War journal, day 1

So far, it’s going OK.

I mean, I just declared this fatwa last night Hasn’t even been 24 hours yet.

But so far, so good.

It’s really a matter of endurance and persistence. Can I keep the pressure up for long enough to force my mind to change for the better, or will I slack off once the initial enthusiasm fades then eventually, in a moment of weakness, give up entirely?

Right now, I don’t feel like giving up. I am pumped up, jumped up, and spoiling for a fight. Locked and loaded and ready to drive the foreign imposter into the sea.

But then, I would be, wouldn’t I? Like I said, it hasn’t even been 24 hours. It would be pretty sad if I had lost the faith already.

But I know my sickness’ methods all to well. It is patient and insidious.

It will wait in the shadows, never stepping into the light where it can be confronted directly. And it will flow into any space my mind leaves open even for a moment until it has almost completely displaced the threat to its existence.

Before long, my determination is hanging by a thread. Then my illness shifts all its weight to the top of the thread and bears down as hard as it can so that the pressure and pain make me cut the thread just to get some relief.

Tricky, ain’t it? Unfortunately my illness is just as smart as I am!

But I am onto you now, sickness. I know all you dirty rotten tricks and I am not going to fall for them any more.

So fuck you, my depression. You are going to die,

And there’s nothing you can do to prevent it. I’m not going to negotiate any more.

Either release the hostages or we come in there after you.

More after the break.


About those hostages

Another of my bad side’s tricks that I will no longer fall for or even tolerate is when that sad, disgusting beast pretends to be my inner child.

True, my depression was born when I was raped as a four year old child, and a part of me has remained in that moment ever since.

But I have lived 45 years of life since then. More than enough time to pick myself up and move on.

But oh no, there’s my bad self dressed in a ceremonial child mask shaking that big ol unhealed wound at me to try to scare me away from trying to get bettter like it’s a god damned Scooby Doo villain.
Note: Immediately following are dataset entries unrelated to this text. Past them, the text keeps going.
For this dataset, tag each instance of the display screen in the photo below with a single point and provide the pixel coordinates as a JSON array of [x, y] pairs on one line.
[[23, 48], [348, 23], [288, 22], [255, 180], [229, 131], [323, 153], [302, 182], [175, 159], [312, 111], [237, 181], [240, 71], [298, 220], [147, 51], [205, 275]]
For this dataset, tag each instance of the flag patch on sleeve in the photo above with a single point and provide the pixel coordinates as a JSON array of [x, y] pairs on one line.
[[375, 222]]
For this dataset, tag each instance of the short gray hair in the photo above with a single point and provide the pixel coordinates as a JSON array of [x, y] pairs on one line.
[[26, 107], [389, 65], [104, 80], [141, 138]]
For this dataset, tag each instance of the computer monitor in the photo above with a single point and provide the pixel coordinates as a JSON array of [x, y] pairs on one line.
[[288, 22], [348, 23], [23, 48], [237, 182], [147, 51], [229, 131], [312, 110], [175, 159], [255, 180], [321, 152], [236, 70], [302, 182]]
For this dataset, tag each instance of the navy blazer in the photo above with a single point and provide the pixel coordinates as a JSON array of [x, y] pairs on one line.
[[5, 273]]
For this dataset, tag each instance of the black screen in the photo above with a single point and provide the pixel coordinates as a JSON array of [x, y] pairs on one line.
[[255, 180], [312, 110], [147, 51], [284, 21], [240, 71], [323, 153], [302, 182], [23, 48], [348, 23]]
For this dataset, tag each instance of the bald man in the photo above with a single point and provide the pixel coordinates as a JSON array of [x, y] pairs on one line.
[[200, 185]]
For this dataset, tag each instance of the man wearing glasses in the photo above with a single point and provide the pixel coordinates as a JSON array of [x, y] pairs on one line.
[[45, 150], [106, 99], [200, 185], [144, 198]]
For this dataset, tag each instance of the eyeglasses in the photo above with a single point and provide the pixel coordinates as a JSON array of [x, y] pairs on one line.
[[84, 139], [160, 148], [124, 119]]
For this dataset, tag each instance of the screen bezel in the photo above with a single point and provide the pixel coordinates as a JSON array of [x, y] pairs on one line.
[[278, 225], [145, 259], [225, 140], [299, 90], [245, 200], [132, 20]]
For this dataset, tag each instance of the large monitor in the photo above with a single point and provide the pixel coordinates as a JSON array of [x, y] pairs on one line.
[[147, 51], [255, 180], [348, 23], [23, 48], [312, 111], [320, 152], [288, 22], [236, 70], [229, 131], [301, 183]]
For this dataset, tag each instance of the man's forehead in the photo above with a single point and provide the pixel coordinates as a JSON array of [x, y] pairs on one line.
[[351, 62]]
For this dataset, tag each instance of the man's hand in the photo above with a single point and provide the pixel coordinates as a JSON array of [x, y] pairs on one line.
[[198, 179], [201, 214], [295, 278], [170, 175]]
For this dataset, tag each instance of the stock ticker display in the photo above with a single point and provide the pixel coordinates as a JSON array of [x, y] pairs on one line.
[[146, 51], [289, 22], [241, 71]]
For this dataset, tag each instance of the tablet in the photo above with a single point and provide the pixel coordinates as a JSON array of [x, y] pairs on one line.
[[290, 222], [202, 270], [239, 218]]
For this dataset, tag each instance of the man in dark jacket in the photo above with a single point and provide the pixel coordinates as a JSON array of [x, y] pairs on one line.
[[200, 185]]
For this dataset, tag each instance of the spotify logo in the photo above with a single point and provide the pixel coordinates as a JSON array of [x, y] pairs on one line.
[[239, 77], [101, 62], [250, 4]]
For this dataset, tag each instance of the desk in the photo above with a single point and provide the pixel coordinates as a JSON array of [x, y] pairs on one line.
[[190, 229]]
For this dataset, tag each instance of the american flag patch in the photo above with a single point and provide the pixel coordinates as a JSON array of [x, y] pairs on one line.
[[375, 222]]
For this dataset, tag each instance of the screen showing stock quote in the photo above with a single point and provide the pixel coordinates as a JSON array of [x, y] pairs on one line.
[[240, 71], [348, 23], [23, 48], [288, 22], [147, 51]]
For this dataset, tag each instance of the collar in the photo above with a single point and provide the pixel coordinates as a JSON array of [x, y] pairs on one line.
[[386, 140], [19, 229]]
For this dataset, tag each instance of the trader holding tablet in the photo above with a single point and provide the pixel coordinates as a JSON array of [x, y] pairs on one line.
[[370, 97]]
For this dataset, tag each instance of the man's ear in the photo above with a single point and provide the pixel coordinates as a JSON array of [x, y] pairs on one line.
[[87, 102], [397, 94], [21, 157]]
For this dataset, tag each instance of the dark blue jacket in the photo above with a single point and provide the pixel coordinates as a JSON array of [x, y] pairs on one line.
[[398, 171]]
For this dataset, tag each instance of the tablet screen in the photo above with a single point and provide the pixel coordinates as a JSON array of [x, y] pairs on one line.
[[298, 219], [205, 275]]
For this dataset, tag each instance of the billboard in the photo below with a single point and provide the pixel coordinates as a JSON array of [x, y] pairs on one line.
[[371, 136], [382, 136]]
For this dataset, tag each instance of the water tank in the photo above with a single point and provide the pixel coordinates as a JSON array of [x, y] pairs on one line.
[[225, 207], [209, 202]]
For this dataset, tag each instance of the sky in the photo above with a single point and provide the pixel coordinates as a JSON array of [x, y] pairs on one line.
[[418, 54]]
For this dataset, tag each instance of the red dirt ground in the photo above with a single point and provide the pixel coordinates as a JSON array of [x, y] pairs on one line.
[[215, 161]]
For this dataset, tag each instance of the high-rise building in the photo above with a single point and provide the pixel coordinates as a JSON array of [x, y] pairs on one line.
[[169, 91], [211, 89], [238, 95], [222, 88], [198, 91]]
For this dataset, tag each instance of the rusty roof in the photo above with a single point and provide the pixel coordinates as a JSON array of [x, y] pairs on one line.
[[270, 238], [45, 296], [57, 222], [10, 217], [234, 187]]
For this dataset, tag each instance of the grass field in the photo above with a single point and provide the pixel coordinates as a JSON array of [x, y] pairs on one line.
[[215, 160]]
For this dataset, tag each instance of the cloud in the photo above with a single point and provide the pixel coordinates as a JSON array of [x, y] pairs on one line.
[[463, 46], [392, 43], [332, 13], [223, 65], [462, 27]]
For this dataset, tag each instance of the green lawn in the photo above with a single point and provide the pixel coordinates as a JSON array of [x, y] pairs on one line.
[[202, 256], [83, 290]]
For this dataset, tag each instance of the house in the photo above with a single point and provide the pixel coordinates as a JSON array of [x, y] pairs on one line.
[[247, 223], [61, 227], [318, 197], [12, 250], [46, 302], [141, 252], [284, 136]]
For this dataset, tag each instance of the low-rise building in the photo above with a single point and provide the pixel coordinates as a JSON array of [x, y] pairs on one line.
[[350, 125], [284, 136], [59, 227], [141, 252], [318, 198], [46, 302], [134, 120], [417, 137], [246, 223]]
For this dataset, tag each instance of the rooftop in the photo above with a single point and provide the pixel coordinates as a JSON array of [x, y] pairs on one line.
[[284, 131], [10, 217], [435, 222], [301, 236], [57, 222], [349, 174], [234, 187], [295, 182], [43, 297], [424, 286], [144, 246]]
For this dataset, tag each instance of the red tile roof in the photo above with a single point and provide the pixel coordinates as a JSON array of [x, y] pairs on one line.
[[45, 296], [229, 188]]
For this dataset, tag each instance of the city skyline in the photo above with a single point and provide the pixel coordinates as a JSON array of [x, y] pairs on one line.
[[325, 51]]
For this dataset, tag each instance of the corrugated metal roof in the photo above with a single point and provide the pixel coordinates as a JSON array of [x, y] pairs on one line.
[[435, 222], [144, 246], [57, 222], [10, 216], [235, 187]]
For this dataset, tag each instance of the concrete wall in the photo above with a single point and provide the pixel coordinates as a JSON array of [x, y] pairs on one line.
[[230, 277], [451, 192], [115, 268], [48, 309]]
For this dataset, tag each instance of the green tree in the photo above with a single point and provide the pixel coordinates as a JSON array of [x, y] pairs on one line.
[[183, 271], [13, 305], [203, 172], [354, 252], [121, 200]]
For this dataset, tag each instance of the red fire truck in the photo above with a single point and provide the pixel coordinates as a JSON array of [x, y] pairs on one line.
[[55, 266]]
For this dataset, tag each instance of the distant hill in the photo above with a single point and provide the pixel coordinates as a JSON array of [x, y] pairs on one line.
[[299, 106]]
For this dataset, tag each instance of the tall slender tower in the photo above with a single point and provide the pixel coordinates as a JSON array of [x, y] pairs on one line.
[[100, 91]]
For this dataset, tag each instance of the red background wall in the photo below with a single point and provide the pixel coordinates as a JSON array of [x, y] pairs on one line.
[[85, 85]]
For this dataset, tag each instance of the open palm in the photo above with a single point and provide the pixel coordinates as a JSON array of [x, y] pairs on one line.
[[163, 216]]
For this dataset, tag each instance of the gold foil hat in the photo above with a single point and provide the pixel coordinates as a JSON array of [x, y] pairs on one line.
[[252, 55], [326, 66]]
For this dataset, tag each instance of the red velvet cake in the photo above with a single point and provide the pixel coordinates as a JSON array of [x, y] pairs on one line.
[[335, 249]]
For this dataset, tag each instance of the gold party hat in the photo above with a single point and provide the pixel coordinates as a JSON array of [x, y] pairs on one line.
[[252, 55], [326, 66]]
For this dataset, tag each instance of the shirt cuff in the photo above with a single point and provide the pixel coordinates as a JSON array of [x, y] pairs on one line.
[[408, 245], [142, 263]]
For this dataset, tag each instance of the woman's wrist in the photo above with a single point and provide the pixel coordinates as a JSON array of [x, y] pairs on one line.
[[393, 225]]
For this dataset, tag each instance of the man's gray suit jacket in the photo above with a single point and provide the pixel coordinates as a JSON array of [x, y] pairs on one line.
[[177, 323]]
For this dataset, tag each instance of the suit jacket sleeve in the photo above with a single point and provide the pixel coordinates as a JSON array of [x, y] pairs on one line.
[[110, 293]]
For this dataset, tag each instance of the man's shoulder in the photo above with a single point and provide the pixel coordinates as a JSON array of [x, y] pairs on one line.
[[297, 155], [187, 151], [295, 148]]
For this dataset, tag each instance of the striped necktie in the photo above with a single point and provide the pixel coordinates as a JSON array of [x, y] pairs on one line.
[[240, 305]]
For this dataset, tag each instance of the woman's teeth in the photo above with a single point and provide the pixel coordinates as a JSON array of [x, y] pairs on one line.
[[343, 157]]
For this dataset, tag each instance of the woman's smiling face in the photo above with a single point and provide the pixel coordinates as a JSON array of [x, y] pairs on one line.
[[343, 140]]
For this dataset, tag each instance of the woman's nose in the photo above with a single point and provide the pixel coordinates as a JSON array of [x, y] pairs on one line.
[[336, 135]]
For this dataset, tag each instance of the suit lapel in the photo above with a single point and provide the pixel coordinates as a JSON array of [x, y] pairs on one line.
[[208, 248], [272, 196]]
And sure, I have a lot of pain buried in this graveyard of a mind. But I’m not afraid of it any more. It is MY pain and nobody else’s. It and I have been through a lot together.

We’re old buddies now.

So go ahead. Raise every zombie in my head. Summon all my ghosts and goblins. Resurrect every trauma and let loose all my demons at once.

Make a a regular Night on Bald Mountain in here. I have nothing to fear.

I’ll just invite them all in, pour them some beers, and we’ll party.

I will talk to you nice people again tomorrow.